# Pictures resize



## green_phanta (1. März 2007)

Hi

Ich bin noch recht neu in PHP und daher kann ich das nicht alleine Lösen. Deswegen -> Forum .

Also, mein Ziel:
Ein Bild wird auf einen Server geladen. In den Ordner "Bilder".
Sobald man auf die Seire kommt wird ein PHP script ausgeführt der folgendes mit dem Bild machen sollte:
Er erstellt zwei kleiner Bilder von dem Original. Das erste sollt größte Ausdehnung 450 haben und das zweite größte Ausdehnung 75. Größte Ausdehnung deswegen weil es kann ja Hoch und Quer sein, soll aber sein Verhältniss behalten. D.h. nicht verzerren.
Gut ich habe jetzt 3 Bilder im "Bilder" Ordner. Das Original soll er in einen Ordner "Original" verschieben. Das 450-bild soll in den Ordner "images" und das kleine Bild (75) soll in den Ordner "thubnails".

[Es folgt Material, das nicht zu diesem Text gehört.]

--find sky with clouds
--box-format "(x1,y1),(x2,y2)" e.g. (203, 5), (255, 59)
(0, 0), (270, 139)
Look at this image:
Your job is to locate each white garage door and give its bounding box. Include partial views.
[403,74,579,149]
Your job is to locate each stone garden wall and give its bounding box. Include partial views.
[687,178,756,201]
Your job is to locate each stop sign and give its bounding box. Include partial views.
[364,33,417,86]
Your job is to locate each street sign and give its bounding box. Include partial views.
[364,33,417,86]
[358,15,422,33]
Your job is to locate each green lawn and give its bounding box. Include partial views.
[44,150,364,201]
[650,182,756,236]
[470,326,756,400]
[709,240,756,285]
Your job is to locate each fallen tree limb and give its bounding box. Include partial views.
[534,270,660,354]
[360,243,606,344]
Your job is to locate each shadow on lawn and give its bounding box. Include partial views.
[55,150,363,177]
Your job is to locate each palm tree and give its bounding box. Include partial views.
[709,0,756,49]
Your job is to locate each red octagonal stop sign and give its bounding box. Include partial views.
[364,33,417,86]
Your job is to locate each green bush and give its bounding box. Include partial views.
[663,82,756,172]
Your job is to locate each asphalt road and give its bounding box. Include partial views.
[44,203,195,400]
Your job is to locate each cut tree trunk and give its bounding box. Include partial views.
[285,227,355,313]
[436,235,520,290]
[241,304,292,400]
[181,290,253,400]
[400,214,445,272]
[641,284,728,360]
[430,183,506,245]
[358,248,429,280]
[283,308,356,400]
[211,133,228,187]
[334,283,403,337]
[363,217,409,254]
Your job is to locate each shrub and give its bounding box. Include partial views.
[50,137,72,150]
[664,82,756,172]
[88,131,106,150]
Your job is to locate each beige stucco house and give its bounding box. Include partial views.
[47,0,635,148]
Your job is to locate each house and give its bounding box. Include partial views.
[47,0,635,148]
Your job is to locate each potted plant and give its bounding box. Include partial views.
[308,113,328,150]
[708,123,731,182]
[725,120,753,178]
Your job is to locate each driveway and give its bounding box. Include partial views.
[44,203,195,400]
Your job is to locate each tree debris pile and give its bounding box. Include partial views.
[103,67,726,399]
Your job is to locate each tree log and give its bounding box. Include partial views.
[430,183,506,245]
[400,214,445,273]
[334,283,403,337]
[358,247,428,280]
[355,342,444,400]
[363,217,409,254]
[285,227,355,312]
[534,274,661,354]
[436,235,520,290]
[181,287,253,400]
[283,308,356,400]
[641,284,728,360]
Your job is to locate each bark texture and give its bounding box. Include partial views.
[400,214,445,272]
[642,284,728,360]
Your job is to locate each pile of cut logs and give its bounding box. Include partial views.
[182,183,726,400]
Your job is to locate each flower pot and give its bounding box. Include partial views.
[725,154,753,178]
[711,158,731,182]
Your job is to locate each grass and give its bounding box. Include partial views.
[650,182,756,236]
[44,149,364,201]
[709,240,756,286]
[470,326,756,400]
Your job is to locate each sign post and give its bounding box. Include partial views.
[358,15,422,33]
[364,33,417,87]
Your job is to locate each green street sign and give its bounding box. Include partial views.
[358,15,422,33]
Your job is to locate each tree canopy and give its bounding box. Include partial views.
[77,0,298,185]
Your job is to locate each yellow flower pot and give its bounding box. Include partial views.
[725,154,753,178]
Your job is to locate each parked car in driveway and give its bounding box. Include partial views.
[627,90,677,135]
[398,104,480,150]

Kann man das mit PHP realisieren oder muss ich da Flash hinzuziehen?

Vielen Dank

greets green


EDIT:
Ach ja es sollte beim Verschieben auch noch undbenannt werden... ist das möglich?


----------



## Gumbo (1. März 2007)

Mit PHP ist das möglich. Alle dafür benötigten Funktionen findest du im Kapitel der Grafikfunktionen.


----------



## green_phanta (1. März 2007)

Ich habe leider ekine Ahnung wie ich so etwas angehe....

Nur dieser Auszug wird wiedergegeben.